— Прощай…
— Ах, нет, милый… Не говори: прощай… До свиданья…
— Прощай…
— Значит… никогда?
— Ты сама знаешь… прощай.
— Никогда?
Он не нашел ответа на этот страстный вопрос. Он радовался тому, что уезжал, разрывая наконец эту тягостную, трехлетнюю, наскучившую связь, но смутное чув-ство жалости не позволяло ему быть жестоким. Зазвонил второй звонок.
Сверху, с площадки вагона он видел ее, стоящую на платформе, такую маленькую и печальную, с таким давно знакомым, грустным лицом, в том же самом давно знакомом платье… И ему припомнился афоризм какого-то остряка: «Часто в любви бегство является победой». Он сказал с нетерпением:
— К чему нам в сотый раз тревожить одно и то же? Ведь и ты и я согласились, что разлука неизбежна. Она ответила еле слышно:
— Да. Ты этого хотел…
— А ты? Разве ты только что не соглашалась со мной? Или тебе еще мало тех унижений, которые мы перенесли в этом браке втроем?
Она молчала. Он мысленно нашел в ее взгляде сходство со взглядом умной и преданной собаки, которую только что побил сгоряча хозяин.
Звонок залился мелкой, длинной трелью, потом замер на мгновенье, и один за другим прозвучали три медленных, громких удара.
Он сошел вниз, и она уже подняла вверх вуаль для прощального поцелуя, как вдруг внезапная мысль заставила ее отшатнуться.

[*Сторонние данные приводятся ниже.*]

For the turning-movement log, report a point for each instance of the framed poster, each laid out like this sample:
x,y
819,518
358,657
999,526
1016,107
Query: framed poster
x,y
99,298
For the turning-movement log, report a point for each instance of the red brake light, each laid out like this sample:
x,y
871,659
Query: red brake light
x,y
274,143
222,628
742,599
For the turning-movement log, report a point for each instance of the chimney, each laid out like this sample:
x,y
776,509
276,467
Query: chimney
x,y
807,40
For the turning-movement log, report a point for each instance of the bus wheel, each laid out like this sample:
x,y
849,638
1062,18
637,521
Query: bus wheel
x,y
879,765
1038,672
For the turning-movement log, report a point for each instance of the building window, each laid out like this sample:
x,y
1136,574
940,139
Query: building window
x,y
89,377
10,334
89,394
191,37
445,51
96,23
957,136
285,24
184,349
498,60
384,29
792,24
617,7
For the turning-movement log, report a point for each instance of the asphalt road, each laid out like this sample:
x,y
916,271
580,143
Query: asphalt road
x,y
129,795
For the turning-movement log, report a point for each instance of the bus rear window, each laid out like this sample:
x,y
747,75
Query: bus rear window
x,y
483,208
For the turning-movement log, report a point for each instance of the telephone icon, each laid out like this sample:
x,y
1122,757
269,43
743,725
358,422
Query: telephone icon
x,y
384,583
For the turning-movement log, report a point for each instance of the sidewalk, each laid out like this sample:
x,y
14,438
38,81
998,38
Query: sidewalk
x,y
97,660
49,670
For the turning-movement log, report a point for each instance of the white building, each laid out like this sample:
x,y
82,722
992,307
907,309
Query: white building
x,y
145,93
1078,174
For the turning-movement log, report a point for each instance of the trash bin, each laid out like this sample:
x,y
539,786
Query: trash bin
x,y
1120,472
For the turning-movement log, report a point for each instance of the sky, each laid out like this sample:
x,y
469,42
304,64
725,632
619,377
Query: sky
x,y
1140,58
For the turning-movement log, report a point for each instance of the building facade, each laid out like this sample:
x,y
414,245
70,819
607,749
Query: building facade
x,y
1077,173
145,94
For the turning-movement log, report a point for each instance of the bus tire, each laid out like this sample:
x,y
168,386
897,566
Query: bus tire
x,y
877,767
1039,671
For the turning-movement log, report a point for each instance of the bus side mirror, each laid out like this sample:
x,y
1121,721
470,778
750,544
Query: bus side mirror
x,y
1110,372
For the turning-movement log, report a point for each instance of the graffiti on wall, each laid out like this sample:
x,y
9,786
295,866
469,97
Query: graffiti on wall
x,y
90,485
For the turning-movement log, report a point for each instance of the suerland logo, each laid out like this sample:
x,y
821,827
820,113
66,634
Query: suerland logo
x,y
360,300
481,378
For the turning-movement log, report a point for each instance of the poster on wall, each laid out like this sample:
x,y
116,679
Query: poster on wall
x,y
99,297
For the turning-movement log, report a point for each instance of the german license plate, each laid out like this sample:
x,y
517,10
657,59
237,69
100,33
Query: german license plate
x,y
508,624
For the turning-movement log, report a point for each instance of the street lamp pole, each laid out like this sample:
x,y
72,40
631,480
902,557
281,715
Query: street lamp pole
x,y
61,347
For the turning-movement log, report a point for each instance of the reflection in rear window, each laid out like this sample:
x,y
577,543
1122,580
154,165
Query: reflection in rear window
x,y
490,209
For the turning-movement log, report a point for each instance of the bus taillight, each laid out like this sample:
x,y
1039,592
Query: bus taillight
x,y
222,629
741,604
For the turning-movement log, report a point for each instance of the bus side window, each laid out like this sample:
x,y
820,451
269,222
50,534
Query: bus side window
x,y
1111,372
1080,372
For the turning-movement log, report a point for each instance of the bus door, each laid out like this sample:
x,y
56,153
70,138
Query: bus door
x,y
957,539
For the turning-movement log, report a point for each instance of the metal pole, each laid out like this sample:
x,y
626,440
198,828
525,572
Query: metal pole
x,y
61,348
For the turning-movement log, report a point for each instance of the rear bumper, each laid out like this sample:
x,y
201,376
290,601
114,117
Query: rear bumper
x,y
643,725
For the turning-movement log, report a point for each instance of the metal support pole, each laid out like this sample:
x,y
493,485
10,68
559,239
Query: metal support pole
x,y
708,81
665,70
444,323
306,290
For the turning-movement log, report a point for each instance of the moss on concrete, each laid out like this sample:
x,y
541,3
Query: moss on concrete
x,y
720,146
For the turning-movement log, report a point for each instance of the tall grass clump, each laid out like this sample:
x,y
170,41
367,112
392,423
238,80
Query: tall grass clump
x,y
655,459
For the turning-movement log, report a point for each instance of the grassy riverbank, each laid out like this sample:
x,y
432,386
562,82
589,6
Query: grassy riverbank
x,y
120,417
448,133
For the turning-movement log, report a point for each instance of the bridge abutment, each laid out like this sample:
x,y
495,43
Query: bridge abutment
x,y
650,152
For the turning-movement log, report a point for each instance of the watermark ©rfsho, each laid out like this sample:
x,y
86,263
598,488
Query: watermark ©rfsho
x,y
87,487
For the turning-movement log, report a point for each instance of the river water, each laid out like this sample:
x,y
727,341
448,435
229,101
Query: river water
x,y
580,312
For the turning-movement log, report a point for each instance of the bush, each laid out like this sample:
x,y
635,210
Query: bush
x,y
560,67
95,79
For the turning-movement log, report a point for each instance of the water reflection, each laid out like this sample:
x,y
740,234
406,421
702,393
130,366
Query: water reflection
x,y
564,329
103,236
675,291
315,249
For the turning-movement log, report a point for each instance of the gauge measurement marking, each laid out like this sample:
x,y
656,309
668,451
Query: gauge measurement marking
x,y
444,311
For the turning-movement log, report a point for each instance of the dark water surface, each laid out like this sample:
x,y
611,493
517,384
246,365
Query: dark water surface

— Дорогой мой,— прошептала она, задыхаясь.— Дорогой мой… еще одна последняя просьба…
— Что?
— Сейчас мы расстанемся… Навсегда… Я знаю, ты меня не любишь больше… Но… подари мне еще час… Смотри,— теперь без четверти одиннадцать. Дай мне слово, что сегодня в двенадцать часов ты обо мне вспомнишь… Ведь это тебе не будет трудно?..
Он засмеялся.
— Хорошо. В этом нет никакого труда. Но для чего ты просишь?
— Ты даешь слово?
— Да. Даю слово. Только зачем ты просишь меня об этом?
— Видишь ли. В это же самое время, минута в минуту, секунда в секунду, я буду думать о тебе. Думать со всем напряжением воли, со всей силой любви. Почем знать? Может быть, для воли не существует расстояний и мы увидимся еще раз.
— Как ты странно говоришь…
— Но помни, ты дал слово…
— Я его сдержу. Не беспокойся.
— Ты будешь думать, крепко, глубоко, страстно?
— Да, да. Прощай.
— До свидания…
Он сидел в купе и невольно следил за ритмическим постукиванием колес… Странно-радостное чувство свободы почти мгновенно исчезло из его души, уступив место неожиданной, тусклой, невыносимой тоске. Какая-то таинственная сила с неумолимой ясностью вызвала в его памяти самые тонкие, самые незначительные подробности этого романа, который он только что закончил, с облегчением прочитав его последнюю страницу. Почему не выходили из его ума эти две удивительные строки великого поэта:
Но, как вино, печаль минувших дней
В моей душе чем старей, тем сильней?
Было около полуночи.
Ритм колес, колыханье красной занавески фонаря, нервные свистки паровоза не давали ему спать… А мысль все упорнее летела к печальной, маленькой, давно знакомой, покинутой женщине… Теперь этот гордый, свободолюбивый человек отдал бы и свою гордость, и свою свободу за возможность на один только миг увидеть брошенную им женщину. И вдруг, открыв глаза и точно очнувшись от минутной полудремоты, он увидал ее перед собою, сидящую на диване, покрытом полотняным чехлом… Она ничего не говорила, но глаза ее глядели с бесконечной любовью и молчаливым упреком.
— Кто ты? Зачем ты здесь?! — закричал он, вскакивая в ужасе со своего места.
Она печально покачала головой и вмиг рассеялась, расплылась, как предутренний туман.
На другой день он узнал, что она отравилась в ту же ночь, когда он уехал из города.